- Sabe,
Thio, acontece que justamente no dia dessa palestra sobre desejos quânticos eu
tinha uma aula na faculdade.
- A da
esquina?
- Pô, Thio,
fala assim não, que você sabe que ela é conceituada.
- Que seja.
Continua...
- Então, era
uma aula sobre Provas, eu a perdi e desde então não consigo entender
direito esse conceito. O que são Provas afinal? O que eu posso aceitar
como Prova em um processo judicial? Como se prova uma culpa? Daí aparece
uma tal de Produção de Provas. Quer dizer que eu posso produzir eu mesmo
uma prova? Fico confuso, tantos detalhes...
O Thio
olhava estupefato ao juiz. Então era isso? O seu amigo juiz tinha dificuldades
em entender o que era uma prova jurídica. É claro que o Thio já tinha
desconfiado disso em vista das famosas decisões tomadas pelo fake hair ao
longo dos anos. Estava claro que ele sequer desconfiasse o que isso fosse. Mas
como explicar o que é uma prova a alguém que tem tanta dificuldade assim? O
Thio ruminava seus pensamentos tentando achar um meio.
- Veja, como
posso explicar isso a você? Ah, quem sabe você não poderia me dar algum exemplo
concreto e aí discutimos em cima dele.
- Não sei se
devo, são casos sigilosos. Se bem que de vez em quando vazamos coisas pra
imprensa ajudar a gente...
- Fale como
se fosse em teoria... não precisa mencionar nomes...
- Tá. Tem um
caso em que o acusador, grande chapa meu, a gente combina tudo para não dar
xabú depois... pois bem, o acusador quer provar que um determinado sujeito tem um
quadriplex em uma cidade litorânea e quer trazer como prova um recibo de
pedágio da Rodovia Imigrantes na direção ao litoral. É claro que tal recibo
existe, ele foi encontrado em uma diligência ile..., digo legal, feita na casa
de um amigo do acusado.
- Um recibo
de pedágio para comprovar que alguém possui um quadriplex? É isso?

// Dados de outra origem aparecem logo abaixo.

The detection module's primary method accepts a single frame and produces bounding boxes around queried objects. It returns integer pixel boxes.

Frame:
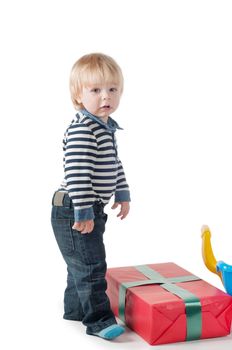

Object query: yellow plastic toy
[201,226,232,295]
[201,225,222,278]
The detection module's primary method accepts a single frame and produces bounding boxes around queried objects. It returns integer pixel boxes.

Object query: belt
[52,191,105,213]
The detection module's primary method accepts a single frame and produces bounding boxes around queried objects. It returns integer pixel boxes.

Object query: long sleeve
[115,160,131,202]
[64,123,97,221]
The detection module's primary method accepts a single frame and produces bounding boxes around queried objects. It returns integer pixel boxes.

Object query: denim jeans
[51,194,116,334]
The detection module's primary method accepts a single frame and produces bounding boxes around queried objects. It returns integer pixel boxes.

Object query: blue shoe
[93,324,125,340]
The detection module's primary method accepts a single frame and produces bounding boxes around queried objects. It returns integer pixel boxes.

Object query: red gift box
[106,263,232,345]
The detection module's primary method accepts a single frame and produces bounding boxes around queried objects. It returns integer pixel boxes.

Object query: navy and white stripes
[59,110,130,221]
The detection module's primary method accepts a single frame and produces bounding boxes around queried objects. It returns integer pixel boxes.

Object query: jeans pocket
[51,219,75,255]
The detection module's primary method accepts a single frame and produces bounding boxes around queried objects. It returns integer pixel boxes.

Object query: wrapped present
[106,263,232,345]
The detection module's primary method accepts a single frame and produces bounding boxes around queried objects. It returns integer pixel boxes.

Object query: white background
[0,0,232,350]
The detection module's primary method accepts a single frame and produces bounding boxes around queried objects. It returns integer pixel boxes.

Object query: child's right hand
[72,220,94,234]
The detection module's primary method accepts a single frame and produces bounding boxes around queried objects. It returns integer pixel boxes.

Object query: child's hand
[111,202,130,220]
[72,220,94,234]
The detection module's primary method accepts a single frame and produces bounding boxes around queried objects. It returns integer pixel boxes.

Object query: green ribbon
[119,265,202,341]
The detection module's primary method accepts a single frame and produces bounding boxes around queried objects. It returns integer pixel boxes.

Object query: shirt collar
[80,109,123,132]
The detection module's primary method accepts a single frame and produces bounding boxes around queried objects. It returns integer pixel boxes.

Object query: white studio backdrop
[0,0,232,349]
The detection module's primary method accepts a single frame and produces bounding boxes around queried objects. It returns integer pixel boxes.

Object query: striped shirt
[59,109,130,221]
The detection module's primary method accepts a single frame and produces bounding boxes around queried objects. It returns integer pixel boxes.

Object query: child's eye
[91,88,101,94]
[110,88,118,92]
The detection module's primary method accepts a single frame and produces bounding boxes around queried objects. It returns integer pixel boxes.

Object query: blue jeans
[51,194,116,334]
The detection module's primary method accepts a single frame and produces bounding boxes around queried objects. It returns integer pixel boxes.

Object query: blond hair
[69,53,123,110]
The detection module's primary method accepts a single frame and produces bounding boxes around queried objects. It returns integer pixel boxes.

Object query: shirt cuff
[115,190,131,202]
[74,207,95,222]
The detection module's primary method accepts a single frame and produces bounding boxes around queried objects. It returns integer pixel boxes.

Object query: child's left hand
[111,202,130,220]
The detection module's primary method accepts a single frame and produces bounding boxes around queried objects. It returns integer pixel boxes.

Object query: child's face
[78,83,121,121]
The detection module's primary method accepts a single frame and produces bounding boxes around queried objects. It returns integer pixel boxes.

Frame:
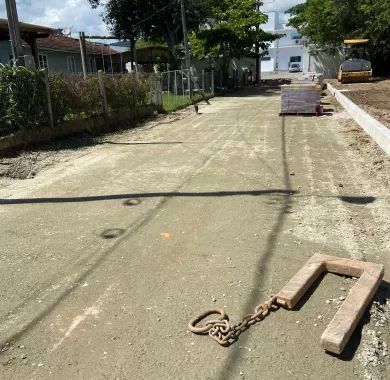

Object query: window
[290,55,302,62]
[38,54,49,69]
[291,33,302,40]
[66,56,77,74]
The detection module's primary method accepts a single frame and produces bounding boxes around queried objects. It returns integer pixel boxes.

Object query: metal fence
[161,70,215,111]
[0,66,156,137]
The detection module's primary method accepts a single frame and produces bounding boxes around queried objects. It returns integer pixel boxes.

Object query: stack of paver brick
[281,83,322,114]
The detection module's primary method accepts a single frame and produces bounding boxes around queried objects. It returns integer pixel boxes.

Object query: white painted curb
[327,83,390,155]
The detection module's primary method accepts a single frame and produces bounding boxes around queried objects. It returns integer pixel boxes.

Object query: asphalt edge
[327,83,390,156]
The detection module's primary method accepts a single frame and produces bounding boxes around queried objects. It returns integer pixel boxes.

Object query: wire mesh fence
[0,66,218,141]
[0,66,154,137]
[161,70,215,111]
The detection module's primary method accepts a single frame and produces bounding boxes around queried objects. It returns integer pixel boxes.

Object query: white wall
[304,48,344,78]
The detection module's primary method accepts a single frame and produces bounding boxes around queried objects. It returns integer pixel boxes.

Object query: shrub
[0,65,48,134]
[49,73,102,123]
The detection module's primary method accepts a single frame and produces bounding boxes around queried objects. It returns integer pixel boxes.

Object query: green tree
[89,0,209,66]
[190,0,280,79]
[289,0,390,74]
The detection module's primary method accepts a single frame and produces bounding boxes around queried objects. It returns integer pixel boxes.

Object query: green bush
[49,73,103,123]
[0,66,155,136]
[0,65,48,134]
[104,74,151,112]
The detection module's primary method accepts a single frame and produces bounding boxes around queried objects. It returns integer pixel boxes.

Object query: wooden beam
[276,254,384,355]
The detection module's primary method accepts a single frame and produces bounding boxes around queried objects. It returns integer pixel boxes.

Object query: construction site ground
[0,87,390,380]
[329,79,390,128]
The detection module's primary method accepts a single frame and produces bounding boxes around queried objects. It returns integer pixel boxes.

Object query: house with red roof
[0,19,126,74]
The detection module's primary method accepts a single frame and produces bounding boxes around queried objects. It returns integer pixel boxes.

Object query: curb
[327,83,390,156]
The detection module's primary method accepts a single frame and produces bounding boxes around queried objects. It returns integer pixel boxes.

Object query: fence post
[98,70,108,116]
[41,68,54,128]
[211,70,215,95]
[153,75,163,107]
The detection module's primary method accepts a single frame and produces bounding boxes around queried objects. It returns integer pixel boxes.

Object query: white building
[261,11,305,72]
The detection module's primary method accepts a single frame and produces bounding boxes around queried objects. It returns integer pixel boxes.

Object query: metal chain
[188,296,279,347]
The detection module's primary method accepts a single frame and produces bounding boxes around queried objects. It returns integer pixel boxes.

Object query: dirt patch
[329,79,390,128]
[0,108,192,188]
[323,94,390,186]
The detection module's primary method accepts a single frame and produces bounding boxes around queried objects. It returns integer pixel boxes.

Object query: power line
[133,0,177,28]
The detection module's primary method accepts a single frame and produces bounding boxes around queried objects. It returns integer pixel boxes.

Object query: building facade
[261,11,305,72]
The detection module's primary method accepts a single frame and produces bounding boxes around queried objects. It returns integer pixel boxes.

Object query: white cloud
[262,0,306,12]
[0,0,109,35]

Você quer
aceitar isso como prova?
- Não sei se
é uma prova forte... me ajuda, Thio! Mas veja o raciocínio. Se o acusado tem um
recibo de pedágio para ir ao litoral, é claro que ele tem uma razão para ir a uma
das inúmeras cidades litorâneas e essa razão não pode ser outra que ir para o
seu quadriplex conseguido com dinheiro de suborno... não é claro isso?
- Um recibo
de pedágio para comprovar que alguém possui um quadriplex? - O Thio não
acreditava no que ouvia.
- É...
parece fraca... quem sabe se fosse um triplex?
O olhar do
Thio ainda estava perplexo com tudo aquilo, tão perplexo que até o fakinho percebeu.
- Duplex,
talvez? Não, deixemos triplex, é mais chique... o que você acha?
- E não há
nenhuma outra possível prova para tal?
- Há um
depoimento...
- Pode
ser...
- ... de um
vendedor de amendoim da praia que garante que viu o acusado por lá.
- Viu ele
entrar no prédio? Mesmo assim...
- Não, ele o
viu por lá, na praia... ou ao menos era alguém muito parecido com o acusado.
- Ah!
- E tem também o documento.
- E tem também o documento.
- Documento?
- É, o
documento de compra e venda do quadriplex, digamos que seja do triplex.
- Estamos
melhorando.
- Pena que
não esteja assinado...
- Como
assim, não está assinado? Por ninguém?
- É, sem
assinaturas, nenhuma. Na realidade, ninguém sabe de onde veio esse documento,
mas é um documento de compra e venda, né? Me ajuda, Thio, estou com tantas
dificuldades com essas questões de provas... Por que é tão difícil assim?
O Thio ficou
com pena.
- Se você
ainda não tivesse perdido a aula por conta da Isildinha, né?
- É isso,
Thio, agora você percebeu, a culpa é dela! – o fake hair estava
desolado. Mas o Thio sabia que ensinar o que é uma prova judicial a alguém que
detém o poder como os fakinhos desse país tem é por demais da conta. Em
todo o caso, estava tranquilo, pois daqui a pouco, depois da terceira cerveja eles
estariam falando de coisas mais amenas.
- E a
propósito, como ela vai? Ainda a vê? – O Thio provocou.
- A
Isildinha?
- É, ela
mesma.
- Não a vejo mais, não, faz tempo. Brigamos, ela
se decepcionou comigo pois eu não consegui passar no exame da OAB...
- Acontece,
isso acontece. Um brinde, então, às injustiças da vida!
- Um brinde!
– o fake hair levantou seu copo sem perceber a ironia.